In caso di malore, si ricorda che il primo ad essere contattato dovrà essere il medico di famiglia oppure la guardia medica notturna e festiva. In presenza di qualsiasi situazione che possa far temere un pericolo per la vita, occorre attivare immediatamente il servizio di emergenza sanitaria, chiamando il 118 da qualsiasi telefono, anche cellulare, senza fare il prefisso.

Per informazioni:

Distretto del Perugino: tel. 075-5412828

Distretto dell’Assisano: tel. 075-8139511

Distretto della Media Valle del Tevere: tel. 075-8782426

Distretto del Trasimeno: tel. 075-8354218

Distretto Alto Tevere: tel. 075-8509399

Distretto Alto Chiascio: tel. 075-9239 643/616

Coordinamento Servizio Sociale: tel. 075-5412939

La direzione sanitaria della USL Umbria 1 ricorda ai cittadini le misure per ridurre gli effetti negativi del caldo sulla salute; poche e semplici regole evidenziate in tutto il territorio attraverso i Centri di Salute dei distretti sanitari, gli uffici della cittadinanza del territorio di zona e l’ufficio Protezione Civile:

· Bere più liquidi ( in particolare acqua ),

· Stare in casa o in zone ombreggiate e fresche e, se possibile, in ambienti condizionati nelle ore di maggiore insolazione (tra le 11 e le 15).

· Ventilare l’abitazione.

· Se si percepisce un surriscaldamento corporeo, aumentare la ventilazione, usare un condizionatore se è possibile.

· Nelle ore più calde, se non si ha un condizionatore in casa, fare docce e bagni extra o recarsi in luoghi vicini in cui vi sia l’aria condizionata (per esempio, cinema, centri commerciali, biblioteche).

· Indossare abiti leggeri, di colore chiaro, non aderenti, anzi sciolti, per permettere la circolazione dell’aria sul corpo.
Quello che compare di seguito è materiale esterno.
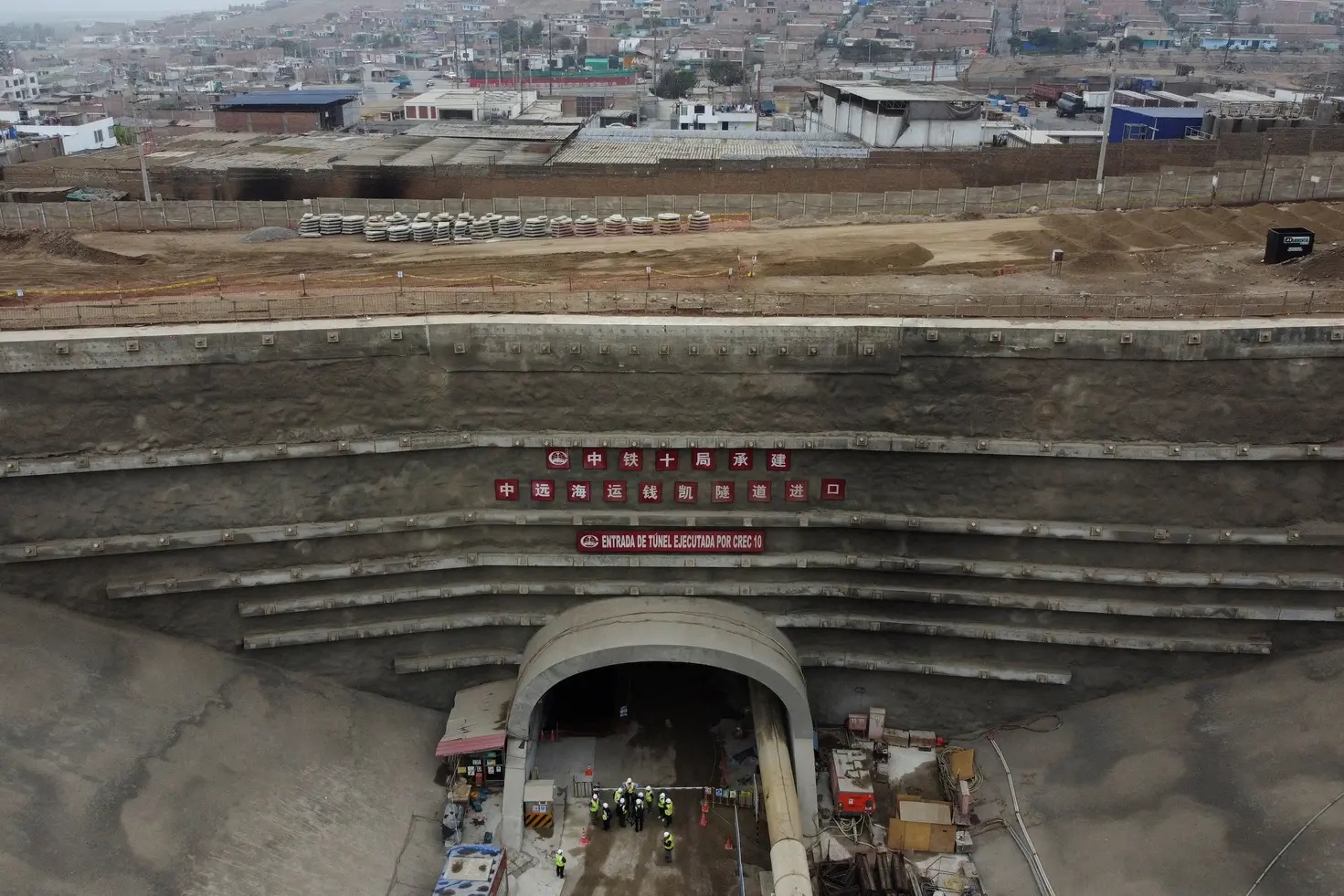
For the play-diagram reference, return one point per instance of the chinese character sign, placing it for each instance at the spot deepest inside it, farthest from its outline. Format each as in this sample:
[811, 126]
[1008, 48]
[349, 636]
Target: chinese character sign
[679, 492]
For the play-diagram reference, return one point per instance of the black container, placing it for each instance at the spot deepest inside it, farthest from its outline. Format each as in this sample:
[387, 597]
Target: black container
[1286, 243]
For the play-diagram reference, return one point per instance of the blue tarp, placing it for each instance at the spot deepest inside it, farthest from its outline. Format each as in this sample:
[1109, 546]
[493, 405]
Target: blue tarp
[472, 870]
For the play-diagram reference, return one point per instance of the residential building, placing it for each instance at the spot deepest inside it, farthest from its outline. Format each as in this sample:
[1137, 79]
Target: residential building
[701, 116]
[74, 137]
[467, 103]
[288, 111]
[904, 117]
[19, 85]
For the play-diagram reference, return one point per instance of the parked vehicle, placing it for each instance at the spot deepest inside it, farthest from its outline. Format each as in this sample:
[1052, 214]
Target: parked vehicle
[1069, 105]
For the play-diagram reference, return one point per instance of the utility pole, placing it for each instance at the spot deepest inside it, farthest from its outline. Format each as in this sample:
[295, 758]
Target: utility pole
[1105, 131]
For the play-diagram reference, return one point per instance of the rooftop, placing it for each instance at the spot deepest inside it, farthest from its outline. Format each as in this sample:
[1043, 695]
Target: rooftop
[288, 99]
[609, 147]
[902, 93]
[491, 132]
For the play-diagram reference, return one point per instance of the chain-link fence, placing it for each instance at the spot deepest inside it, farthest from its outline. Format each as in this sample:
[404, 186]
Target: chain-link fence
[411, 302]
[1144, 191]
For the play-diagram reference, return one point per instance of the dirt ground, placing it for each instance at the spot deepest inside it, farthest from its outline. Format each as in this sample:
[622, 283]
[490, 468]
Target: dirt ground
[1201, 250]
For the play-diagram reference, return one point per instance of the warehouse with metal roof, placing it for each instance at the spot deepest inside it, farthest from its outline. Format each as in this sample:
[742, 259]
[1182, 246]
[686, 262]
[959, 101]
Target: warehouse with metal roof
[288, 111]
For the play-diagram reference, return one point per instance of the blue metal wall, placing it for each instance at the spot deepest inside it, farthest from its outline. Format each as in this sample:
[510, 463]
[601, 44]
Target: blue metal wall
[1163, 125]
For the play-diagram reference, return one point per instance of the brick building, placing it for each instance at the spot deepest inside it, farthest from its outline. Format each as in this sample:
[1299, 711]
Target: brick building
[288, 111]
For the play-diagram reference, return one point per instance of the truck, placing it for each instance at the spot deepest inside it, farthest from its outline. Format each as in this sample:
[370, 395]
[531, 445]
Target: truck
[1046, 91]
[1069, 105]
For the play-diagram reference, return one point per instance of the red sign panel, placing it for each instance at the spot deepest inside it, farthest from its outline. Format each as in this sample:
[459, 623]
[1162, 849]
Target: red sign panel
[673, 542]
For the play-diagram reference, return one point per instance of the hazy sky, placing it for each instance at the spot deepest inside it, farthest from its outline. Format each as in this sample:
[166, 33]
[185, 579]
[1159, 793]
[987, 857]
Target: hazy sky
[106, 10]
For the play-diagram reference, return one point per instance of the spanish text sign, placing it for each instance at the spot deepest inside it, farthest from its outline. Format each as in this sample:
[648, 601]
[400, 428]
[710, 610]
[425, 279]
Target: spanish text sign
[672, 542]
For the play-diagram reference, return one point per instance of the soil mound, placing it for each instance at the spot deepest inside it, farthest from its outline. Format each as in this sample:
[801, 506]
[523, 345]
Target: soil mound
[1327, 265]
[896, 257]
[65, 246]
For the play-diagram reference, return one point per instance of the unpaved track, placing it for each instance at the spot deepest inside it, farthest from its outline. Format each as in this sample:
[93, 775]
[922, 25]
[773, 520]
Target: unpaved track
[1206, 250]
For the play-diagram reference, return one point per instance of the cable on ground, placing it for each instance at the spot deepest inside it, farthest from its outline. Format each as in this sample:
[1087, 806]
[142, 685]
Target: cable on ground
[1300, 832]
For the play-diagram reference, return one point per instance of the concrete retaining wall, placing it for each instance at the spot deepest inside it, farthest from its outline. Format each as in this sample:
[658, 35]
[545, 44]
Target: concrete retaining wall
[1056, 510]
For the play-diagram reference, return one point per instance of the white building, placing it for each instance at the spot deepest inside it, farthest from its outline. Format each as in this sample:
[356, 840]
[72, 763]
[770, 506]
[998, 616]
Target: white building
[702, 116]
[74, 139]
[19, 85]
[468, 103]
[904, 116]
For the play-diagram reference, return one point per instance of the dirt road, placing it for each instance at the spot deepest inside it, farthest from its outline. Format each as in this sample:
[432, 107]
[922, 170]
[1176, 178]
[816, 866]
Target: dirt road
[1212, 250]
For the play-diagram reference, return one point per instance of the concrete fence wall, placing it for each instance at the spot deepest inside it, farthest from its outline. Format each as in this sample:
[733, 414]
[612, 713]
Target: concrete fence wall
[1321, 180]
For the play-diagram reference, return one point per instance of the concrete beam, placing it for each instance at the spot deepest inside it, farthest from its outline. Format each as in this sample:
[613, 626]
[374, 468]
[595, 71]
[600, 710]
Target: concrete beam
[327, 634]
[843, 621]
[985, 670]
[799, 561]
[953, 668]
[818, 519]
[884, 442]
[457, 659]
[1026, 634]
[605, 588]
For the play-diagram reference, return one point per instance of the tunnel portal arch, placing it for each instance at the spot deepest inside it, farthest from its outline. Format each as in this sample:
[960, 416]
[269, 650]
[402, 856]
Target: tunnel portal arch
[658, 629]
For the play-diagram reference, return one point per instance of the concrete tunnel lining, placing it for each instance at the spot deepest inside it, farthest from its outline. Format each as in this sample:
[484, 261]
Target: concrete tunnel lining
[658, 629]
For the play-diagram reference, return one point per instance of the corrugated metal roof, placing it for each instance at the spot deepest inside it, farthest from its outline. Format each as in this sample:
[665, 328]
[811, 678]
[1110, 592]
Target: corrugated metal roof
[287, 99]
[902, 93]
[492, 132]
[648, 147]
[477, 719]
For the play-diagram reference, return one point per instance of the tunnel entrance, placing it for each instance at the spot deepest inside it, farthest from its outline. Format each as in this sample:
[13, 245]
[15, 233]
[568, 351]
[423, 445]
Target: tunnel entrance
[710, 648]
[660, 723]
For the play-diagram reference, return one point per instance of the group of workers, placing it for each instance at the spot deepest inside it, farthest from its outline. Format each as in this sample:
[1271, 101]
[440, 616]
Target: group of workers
[632, 804]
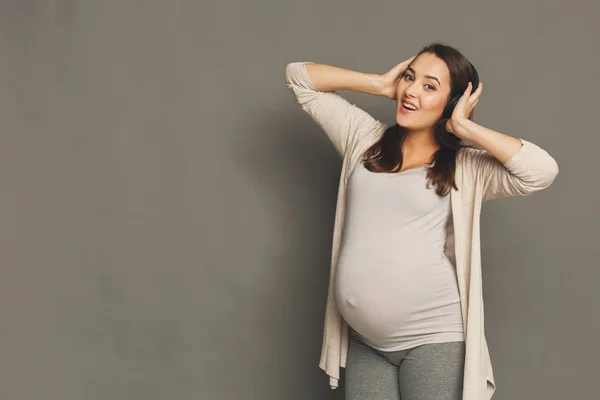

· Evitare esercizi fisici non necessari all’aperto o in luoghi non condizionati ed evitare l’esposizione inutile al sole diretto.

· Nel caso in cui si debbano svolgere attività all’aria aperta: limitarle alle ore mattutine e serali;

· Preferire pasti leggeri e fare attenzione all’opportuna conservazione dei cibi.

· Non sostare in automobili ferme al sole né lasciare mai persone, specialmente bambini o anziani, né animali domestici in auto o altri veicoli chiusi

· Telefonare all’ASL, al Numero Unico, all’Urp o agli uffici decentrati (ex Circoscrizioni) per conoscere i servizi a cui ci si può rivolgere in caso di necessità e per saper se e dove, nelle vicinanze dell’abitazione, vi sono appositi luoghi per il sollievo dal caldo.